LP: Werfen wir einen Blick zurück. Du sagst, der Tanz war deine erste große Liebe, dann hast du aber mit dem Theater begonnen. Warum hast du die Schauspielkunst gewählt?

Gavriliu: Aus mangelndem Selbstvertrauen. Ich war ungefähr sechzehn, als ich mich entschlossen habe, Schauspielerin zu werden. Schauspiel war für mich damals eine Gelegenheit, mich auf der Bühne zu bewegen. Die Tatsache, dass ich kein Fachgymnasium absolviert habe, ließ mich glauben, nicht zur Choreografie berufen zu sein, weil ich weder das Wissen noch die notwendige Technik besaß. Also gab ich die Idee sehr schnell auf. Ich ging zur Schauspielschule... Im dritten Studienjahr habe ich das Musical West Side Story gemacht. Da war ich besonders im choreografischen Teil involviert. Es hat mir gefallen und ich war gut. Mein Lehrer, Bács Miklós, sagte mir nach einer Probe: "Wenn du die gleiche Energie und das gleiche Selbstvertrauen, die du beim Tanzen entfaltest, auch in den Schauspielszenen hättest, wäre es wunderbar". Das war frustrierend. Im Laufe der Jahre wurde mir klar, dass es in der Tat um mangelndes Selbstvertrauen ging.

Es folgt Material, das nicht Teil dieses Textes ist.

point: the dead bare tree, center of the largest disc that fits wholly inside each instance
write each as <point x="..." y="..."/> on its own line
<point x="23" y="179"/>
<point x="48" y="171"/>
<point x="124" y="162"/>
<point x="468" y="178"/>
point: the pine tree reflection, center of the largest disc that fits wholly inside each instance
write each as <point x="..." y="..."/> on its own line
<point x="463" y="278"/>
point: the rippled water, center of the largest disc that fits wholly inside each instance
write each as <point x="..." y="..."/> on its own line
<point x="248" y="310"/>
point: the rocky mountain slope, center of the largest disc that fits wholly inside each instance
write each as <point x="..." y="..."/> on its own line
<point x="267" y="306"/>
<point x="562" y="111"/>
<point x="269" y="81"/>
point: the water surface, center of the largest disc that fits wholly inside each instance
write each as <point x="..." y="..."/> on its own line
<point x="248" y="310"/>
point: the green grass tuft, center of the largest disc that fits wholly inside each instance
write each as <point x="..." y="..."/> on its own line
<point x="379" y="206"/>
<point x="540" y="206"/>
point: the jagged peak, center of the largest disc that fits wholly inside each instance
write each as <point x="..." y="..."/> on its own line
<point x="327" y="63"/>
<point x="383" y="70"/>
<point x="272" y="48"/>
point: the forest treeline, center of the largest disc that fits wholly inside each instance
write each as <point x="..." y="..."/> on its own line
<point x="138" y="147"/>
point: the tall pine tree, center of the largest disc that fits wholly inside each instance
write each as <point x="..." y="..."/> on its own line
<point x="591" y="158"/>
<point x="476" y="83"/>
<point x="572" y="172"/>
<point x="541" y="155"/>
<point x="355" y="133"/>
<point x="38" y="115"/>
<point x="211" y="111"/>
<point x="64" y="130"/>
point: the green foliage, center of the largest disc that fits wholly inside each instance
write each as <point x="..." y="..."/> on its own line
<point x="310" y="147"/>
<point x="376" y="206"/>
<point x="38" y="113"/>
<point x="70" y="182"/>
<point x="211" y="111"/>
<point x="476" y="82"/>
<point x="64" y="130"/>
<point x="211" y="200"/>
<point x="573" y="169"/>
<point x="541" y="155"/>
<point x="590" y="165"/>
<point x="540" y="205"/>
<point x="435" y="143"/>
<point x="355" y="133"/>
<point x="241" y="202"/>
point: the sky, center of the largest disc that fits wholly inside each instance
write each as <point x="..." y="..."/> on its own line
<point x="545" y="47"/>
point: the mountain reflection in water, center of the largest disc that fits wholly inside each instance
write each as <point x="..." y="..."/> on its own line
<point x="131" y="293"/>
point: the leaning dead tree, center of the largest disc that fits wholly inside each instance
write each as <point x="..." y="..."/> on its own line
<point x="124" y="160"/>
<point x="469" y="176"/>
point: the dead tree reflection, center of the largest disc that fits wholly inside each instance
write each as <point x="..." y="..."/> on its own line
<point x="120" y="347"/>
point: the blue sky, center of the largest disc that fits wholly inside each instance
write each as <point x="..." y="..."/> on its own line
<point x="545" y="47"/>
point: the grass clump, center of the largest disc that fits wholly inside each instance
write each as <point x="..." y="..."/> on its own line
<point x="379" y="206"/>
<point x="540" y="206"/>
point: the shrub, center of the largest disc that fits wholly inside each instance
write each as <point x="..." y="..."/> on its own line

LP: Wann genau hast du beschlossen, dass du tanzen musst?

Gavriliu: Ich habe das schon lange bevor ich den Beschluss fasste gefühlt. Ich vertraute mir einfach nicht und ich neigte dazu, es zu verschieben. Ich glaube, wenn es zum damaligen Zeitpunkt bessere Gehälter in der Theaterszene gegeben hätte als heutzutage, wäre es vielleicht in Ordnung gewesen. Dazu kam mein überschäumendes Temperament. Ich wollte tanzen! Jede szenische Idee, die ich hatte, egal an welchem Projekt ich als Schauspielerin arbeitete, enthielt Bewegung.

LP: War Radu Afrim der erste Regisseur, der dieses überschäumende Temperament entdeckte?

Gavriliu: Ja. Das war 2009, als ich Herr Paul machte. Es war ein zweiter Hinweis, genauso offensichtlich wie die Aussage von Herrn Bács. Ich spielte einen stummen Charakter in einem Theaterstück, drückte mich nur körperlich aus. Und ich war gut. Das musste mir niemand sagen. Das wusste ich. Außerdem war Afrim der erste Regisseur, der mich eingeladen hat, Choreografie für seine Produktionen zu machen. Und mir wurde klar, dass ich das gerne mache.

LP: Du sagst, dass du das "physische Theater" in Rumänien bekanntmachen willst. Was bedeutet physisches Theater?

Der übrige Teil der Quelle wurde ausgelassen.